Hasta el último momento, Carson había deseado creer que los peores rumores acerca del Club Liminal eran puro invento. Eso le hubiera bastado para seguir buscando emoción en los sótanos que vibraban a medianoche, pero la invitación sellada lo había perseguido desde el vestíbulo de su oficina hasta el fondo de sus sueños. Sus dedos recorrieron el papel rígido, el símbolo troquelado —una espiral descendente, tal vez una cifra, tal vez otra cosa— y supo, con un escalofrío glacial, que ya era tarde para dudar.

La dirección escrita a mano —sin número, solo una palabra: “Sótano”— repicaba en su mente mientras descendía los peldaños húmedos del edificio de ladrillo. A cada paso se decía que era solo un juego, una broma de adultos con dinero y exceso de fantasía, pero la manera en que la escalera se desplegaba, ampliándose y retorciéndose bajo sus pies, susurraba otra verdad. Un murmullo anhelante le rozaba los oídos.

La puerta era pesada, gris perla, y tenía nueve pestillos visibles. Carson los repasó con la mirada; números y símbolos tallados recorrían la veta. El último pestillo titilaba de un modo extraño, como si la luz de la bombilla dudara en tocarlo. Recordó la advertencia de René —que el Club nunca debería alcanzar el número diez— y se le encogió el estómago. Tocó el llamador: nueve golpes, ni uno menos. Escuchó pasos, leves, humedecidos como garras, y la puerta se abrió apenas lo necesario. Un rostro de pómulos afilados y sonrisa desgastada le permitió el paso.

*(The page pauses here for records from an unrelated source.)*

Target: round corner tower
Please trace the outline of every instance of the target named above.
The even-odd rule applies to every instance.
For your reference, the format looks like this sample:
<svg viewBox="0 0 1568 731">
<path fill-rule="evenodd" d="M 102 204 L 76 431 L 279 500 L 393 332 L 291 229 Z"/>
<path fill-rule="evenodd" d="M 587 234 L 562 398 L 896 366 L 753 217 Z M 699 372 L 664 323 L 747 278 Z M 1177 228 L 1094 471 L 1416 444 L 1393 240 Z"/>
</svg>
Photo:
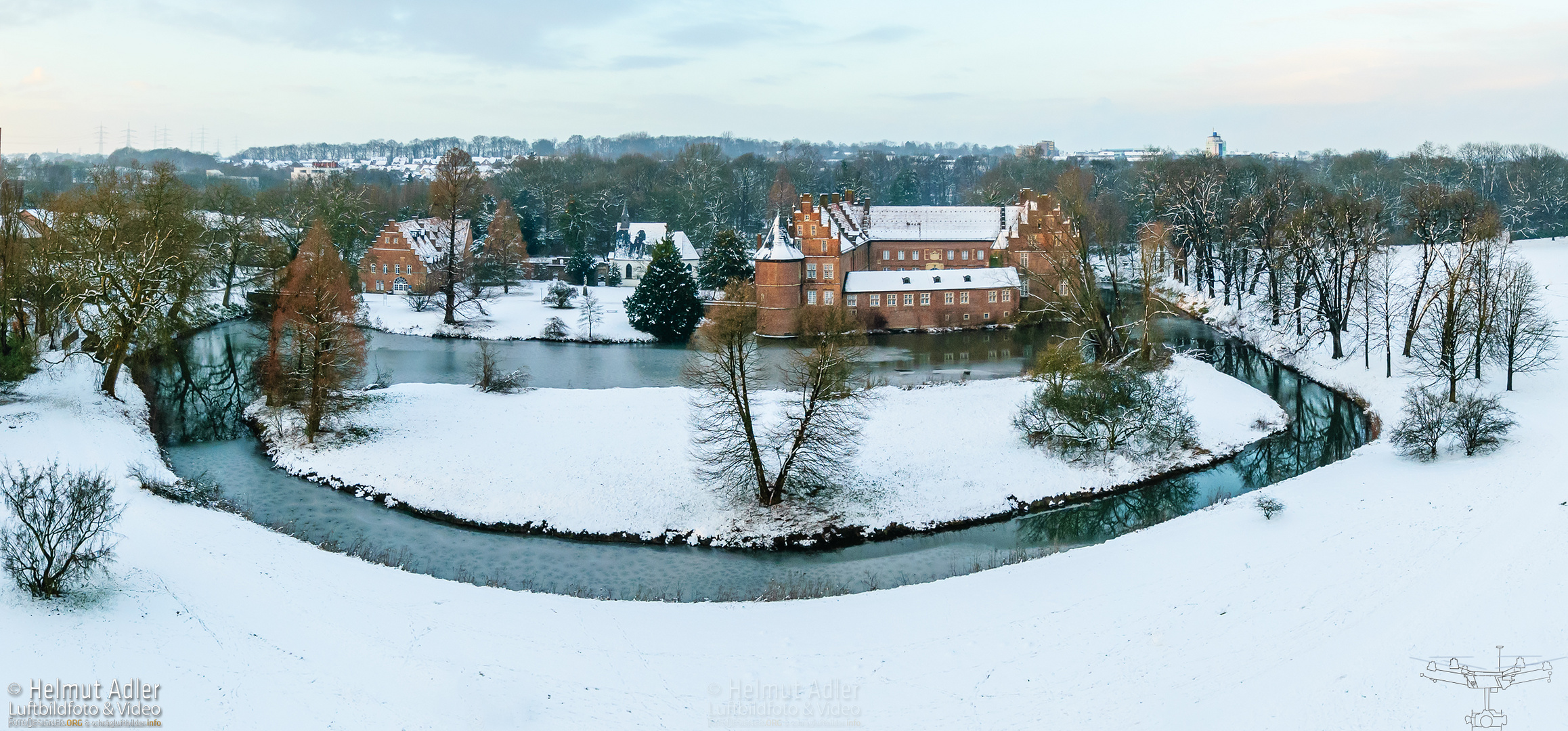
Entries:
<svg viewBox="0 0 1568 731">
<path fill-rule="evenodd" d="M 757 282 L 757 334 L 787 337 L 795 334 L 800 311 L 803 254 L 790 240 L 789 232 L 773 221 L 773 231 L 757 246 L 753 257 Z"/>
</svg>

Dentro, la atmósfera era otra, densa y dulzona, coronada por un coro sostenido de risas demasiado agudas para ser humanas. Las paredes, grisáceas, se ondulaban bajo las luces como si aguardaran la orden de apartarse. Todo olía a maderas antiguas y especias podridas. El anfitrión —Isaak, conforme a la invitación— lo condujo por corredores estrechos, decorados con retratos que se disolvían en cuanto Carson intentaba analizarlos.

—¿Es su primera vez? —preguntó Isaak, dejando que la pregunta colgara con una languidez imposible.

Carson asintió, tragando saliva.

—¿Has soñado alguna vez con números imposibles? —continuó su guía, guiñando un ojo inexpresivo.

Fue una pregunta extraña, pero Carson titubeó antes de negarlo. ¿No había soñado, semanas atrás, con voces que recitaban listas infinitas de cosas que jamás podrían ser contadas? El recuerdo lo erizó.

El salón principal del club era circular, coronado por nueve ventanucos y una décima ranura resguardada por un tapiz bordado. La multitud —hombres y mujeres enmascarados, figuras tras capuchas— se agrupaba en torno a una mesa central. El aire estaba tenso, como la vibración previa al trueno, y desde las sombras, alguien pronunciaba palabras en sánscrito o quizás en una lengua anterior a cualquier registro.

Carson recibió una copa, cálida y opaca, y al tocarla sintió que el liquido pulsaba suave, como si latiera. Los miembros conversaban en susurros, sus tonos demasiado precisos, cada frase calculada para evocar secretos o monstruos. Entre conversaciones, captó la repetición de una palabra que, al principio, creyó no entender: “Enneadecaedro.” Un nombre, un objeto, o quizá una clave.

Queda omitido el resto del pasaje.